1

This is a follow up question to Subset by group with data.table using the same data.table:

library(data.table)

bdt <- as.data.table(baseball)

# Aggregating and loosing information on other columns
dt1 <- bdt[ , .(max_g = max(g)), by = id]
# Aggregating and keeping information on other columns
dt2 <- bdt[bdt[, .I[g == max(g)], by = id]$V1]

Why do dt1 and dt2 differ in number of rows? Isn't dt2 supposed to have the same result just without loosing the respective information in the other columns?

Community
  • 1
  • 1
andschar
  • 3,504
  • 2
  • 27
  • 35
  • 1
    Look at, for example, `bdt[id == "woodge01"][order(-g)]` -- that id has multiple rows that maximize `g`. The second approach identifies all such rows, while the first simply returns the maximizing value. This is the difference between max (a value) and argmax (a set of maximizers): http://math.stackexchange.com/q/312012/ – Frank Feb 02 '17 at 15:25
  • 1
    Thanks for your reply. This perfectly clarifies the difference! – andschar Feb 02 '17 at 16:48
  • 1
    Cool, you can post an answer yourself if you want. – Frank Feb 02 '17 at 16:49

1 Answers1

4

As @Frank pointed out:

bdt[ , .(max_g = max(g)), by = id] provides you with the maximum value, while

bdt[bdt[ , .I[g == max(g)], by = id]$V1] identifies all rows that have this maximum.

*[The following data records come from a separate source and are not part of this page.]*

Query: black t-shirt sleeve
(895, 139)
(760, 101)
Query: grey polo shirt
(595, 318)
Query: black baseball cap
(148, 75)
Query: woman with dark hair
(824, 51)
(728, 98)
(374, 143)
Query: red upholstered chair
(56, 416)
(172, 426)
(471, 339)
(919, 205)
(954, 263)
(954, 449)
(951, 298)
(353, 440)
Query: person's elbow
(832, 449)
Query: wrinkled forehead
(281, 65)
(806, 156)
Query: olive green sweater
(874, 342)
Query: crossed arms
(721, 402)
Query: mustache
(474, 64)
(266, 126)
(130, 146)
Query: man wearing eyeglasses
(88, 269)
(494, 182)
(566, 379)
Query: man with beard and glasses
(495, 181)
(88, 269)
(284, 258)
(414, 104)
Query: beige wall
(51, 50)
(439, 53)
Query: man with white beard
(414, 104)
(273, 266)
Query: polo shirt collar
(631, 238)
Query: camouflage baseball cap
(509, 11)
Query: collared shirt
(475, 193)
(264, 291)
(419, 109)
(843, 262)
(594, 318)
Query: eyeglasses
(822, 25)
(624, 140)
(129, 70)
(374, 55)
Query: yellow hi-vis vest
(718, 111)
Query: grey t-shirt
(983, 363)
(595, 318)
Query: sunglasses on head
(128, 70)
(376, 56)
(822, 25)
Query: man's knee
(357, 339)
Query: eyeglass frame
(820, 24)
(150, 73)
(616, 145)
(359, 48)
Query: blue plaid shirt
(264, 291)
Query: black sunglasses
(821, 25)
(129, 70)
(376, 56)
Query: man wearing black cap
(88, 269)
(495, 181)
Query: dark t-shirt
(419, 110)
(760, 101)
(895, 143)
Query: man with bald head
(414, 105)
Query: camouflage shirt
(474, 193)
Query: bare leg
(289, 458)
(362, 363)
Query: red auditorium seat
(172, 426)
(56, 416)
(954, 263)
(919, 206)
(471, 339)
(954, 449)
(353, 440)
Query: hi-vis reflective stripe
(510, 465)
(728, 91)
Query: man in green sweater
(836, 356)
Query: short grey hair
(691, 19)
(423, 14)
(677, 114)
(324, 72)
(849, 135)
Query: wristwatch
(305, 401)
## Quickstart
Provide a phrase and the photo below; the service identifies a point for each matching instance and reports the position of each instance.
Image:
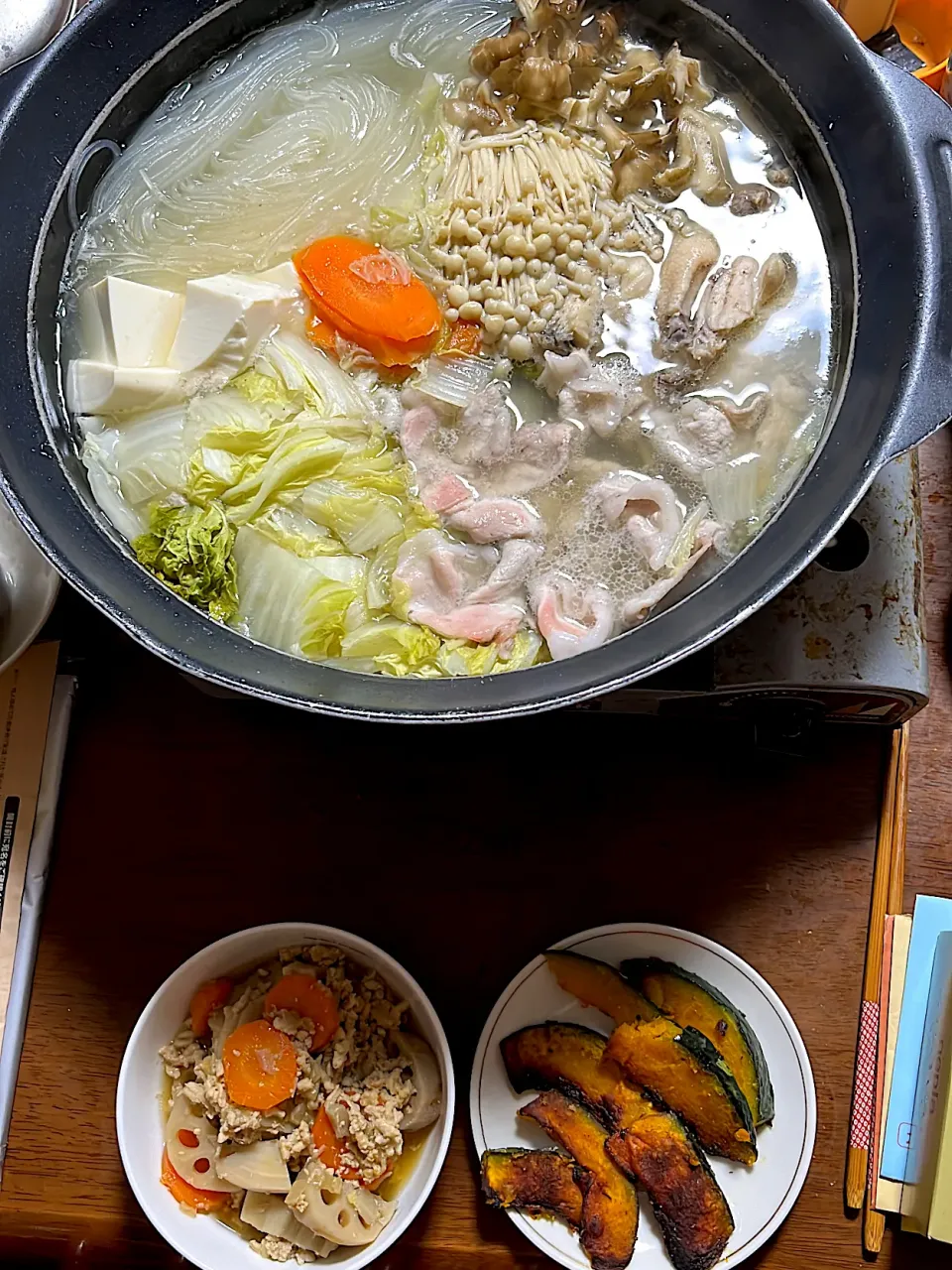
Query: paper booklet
(35, 714)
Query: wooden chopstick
(897, 871)
(874, 1220)
(865, 1074)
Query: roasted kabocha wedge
(692, 1002)
(653, 1147)
(539, 1183)
(683, 1070)
(689, 1206)
(595, 983)
(610, 1206)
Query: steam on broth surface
(445, 339)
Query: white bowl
(139, 1116)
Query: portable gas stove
(846, 642)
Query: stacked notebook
(912, 1174)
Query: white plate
(762, 1197)
(28, 588)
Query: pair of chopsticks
(889, 878)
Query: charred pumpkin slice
(660, 1155)
(693, 1002)
(595, 983)
(539, 1183)
(682, 1067)
(610, 1207)
(689, 1206)
(571, 1058)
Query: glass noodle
(285, 140)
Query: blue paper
(930, 919)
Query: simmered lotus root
(339, 1210)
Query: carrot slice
(371, 298)
(209, 997)
(308, 998)
(186, 1194)
(329, 1147)
(465, 336)
(261, 1066)
(322, 334)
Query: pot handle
(927, 118)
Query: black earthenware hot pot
(871, 145)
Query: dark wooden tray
(463, 852)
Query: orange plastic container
(925, 27)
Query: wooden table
(184, 817)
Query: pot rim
(95, 563)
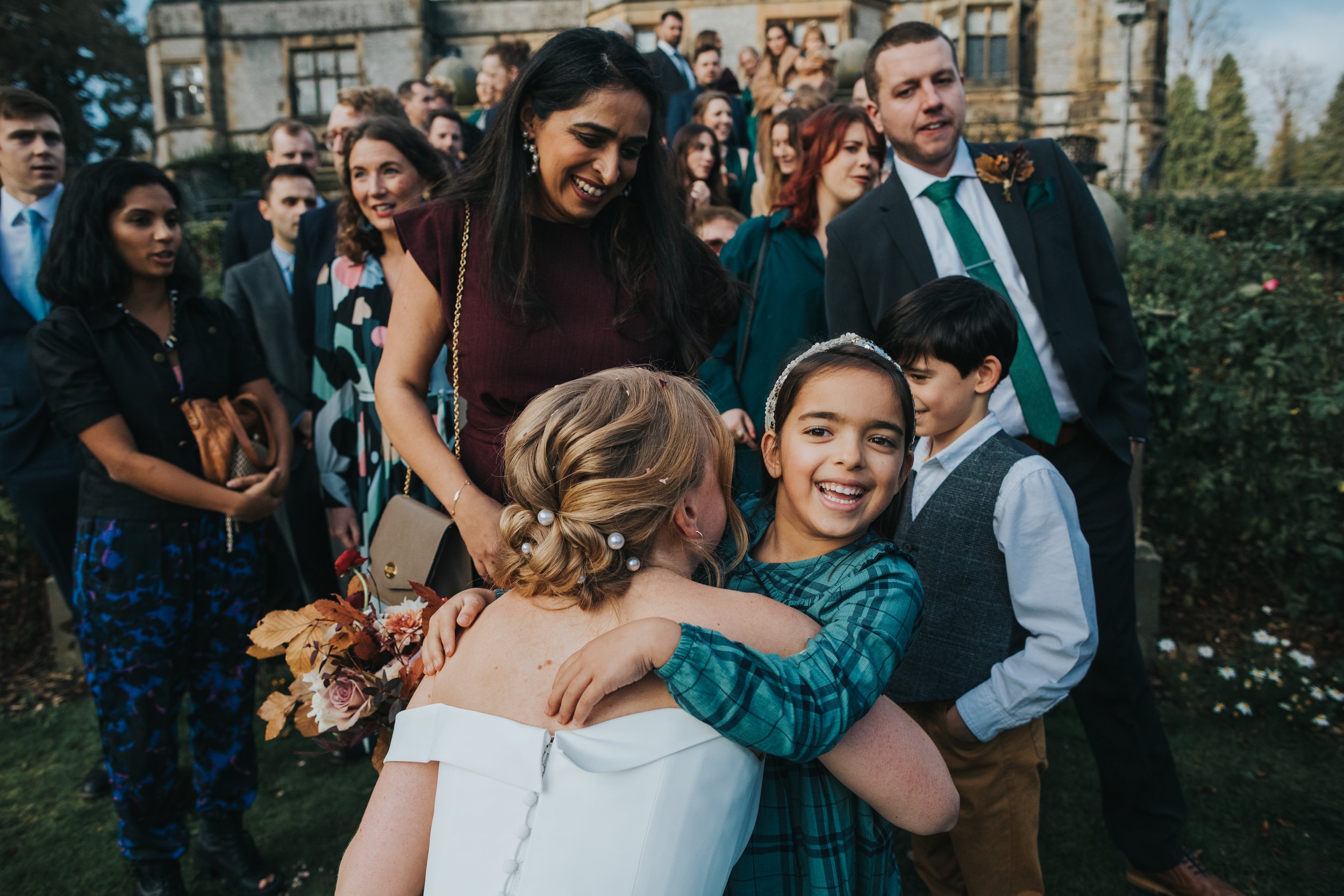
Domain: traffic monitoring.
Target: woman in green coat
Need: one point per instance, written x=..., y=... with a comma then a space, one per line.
x=783, y=257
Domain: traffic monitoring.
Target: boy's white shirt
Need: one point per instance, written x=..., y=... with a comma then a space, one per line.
x=1049, y=579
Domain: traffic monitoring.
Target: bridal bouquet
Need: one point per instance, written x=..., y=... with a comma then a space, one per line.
x=355, y=665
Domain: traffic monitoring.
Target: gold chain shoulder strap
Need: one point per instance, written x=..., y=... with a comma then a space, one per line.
x=457, y=328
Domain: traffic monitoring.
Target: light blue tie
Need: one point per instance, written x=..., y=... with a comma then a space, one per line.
x=27, y=292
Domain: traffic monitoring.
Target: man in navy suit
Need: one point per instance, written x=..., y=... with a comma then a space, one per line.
x=38, y=465
x=1077, y=391
x=709, y=70
x=248, y=234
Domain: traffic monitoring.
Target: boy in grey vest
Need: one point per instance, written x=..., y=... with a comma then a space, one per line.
x=1009, y=622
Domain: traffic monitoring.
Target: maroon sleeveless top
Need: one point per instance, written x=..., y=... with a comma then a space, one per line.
x=504, y=364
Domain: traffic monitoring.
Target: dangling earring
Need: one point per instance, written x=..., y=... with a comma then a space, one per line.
x=530, y=146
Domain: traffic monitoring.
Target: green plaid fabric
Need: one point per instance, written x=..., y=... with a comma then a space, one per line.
x=813, y=836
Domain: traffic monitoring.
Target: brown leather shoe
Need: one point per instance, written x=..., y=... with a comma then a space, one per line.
x=1186, y=879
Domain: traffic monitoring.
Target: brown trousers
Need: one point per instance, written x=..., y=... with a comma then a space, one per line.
x=992, y=851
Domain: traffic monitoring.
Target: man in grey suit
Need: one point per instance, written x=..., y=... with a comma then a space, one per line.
x=260, y=293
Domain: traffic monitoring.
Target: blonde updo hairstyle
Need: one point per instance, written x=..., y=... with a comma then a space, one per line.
x=614, y=451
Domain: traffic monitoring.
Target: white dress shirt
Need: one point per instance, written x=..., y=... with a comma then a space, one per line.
x=17, y=234
x=287, y=265
x=679, y=61
x=1049, y=579
x=947, y=260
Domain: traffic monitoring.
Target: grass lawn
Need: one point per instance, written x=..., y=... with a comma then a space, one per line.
x=1267, y=804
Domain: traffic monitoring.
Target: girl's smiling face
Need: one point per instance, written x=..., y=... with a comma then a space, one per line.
x=839, y=456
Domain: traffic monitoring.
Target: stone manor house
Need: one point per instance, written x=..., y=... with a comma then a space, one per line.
x=221, y=70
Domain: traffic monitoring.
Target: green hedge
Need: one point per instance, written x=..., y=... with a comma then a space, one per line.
x=1245, y=473
x=208, y=238
x=1305, y=224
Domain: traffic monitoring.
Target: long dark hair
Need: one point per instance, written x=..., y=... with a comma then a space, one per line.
x=643, y=242
x=821, y=138
x=687, y=136
x=82, y=267
x=847, y=358
x=356, y=238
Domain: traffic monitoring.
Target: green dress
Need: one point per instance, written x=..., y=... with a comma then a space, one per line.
x=813, y=837
x=789, y=312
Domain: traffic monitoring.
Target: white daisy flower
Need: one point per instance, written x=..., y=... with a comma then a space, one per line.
x=1303, y=660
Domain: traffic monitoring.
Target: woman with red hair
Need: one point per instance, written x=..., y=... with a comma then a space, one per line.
x=783, y=257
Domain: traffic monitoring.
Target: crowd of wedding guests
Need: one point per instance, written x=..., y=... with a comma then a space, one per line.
x=676, y=216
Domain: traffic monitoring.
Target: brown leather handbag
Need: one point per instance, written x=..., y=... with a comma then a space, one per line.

See What is the difference between arg max and max? for a mathematical explanation and try this slim version in R:

library(data.table)
bdt <- as.data.table(baseball)

dt <- bdt[id == "woodge01"][order(-g)]
dt[ , .(max = max(g)), by = id]
dt[ dt[ , .I[g == max(g)], by = id]$V1 ]
Community
  • 1
  • 1
andschar
  • 3,504
  • 2
  • 27
  • 35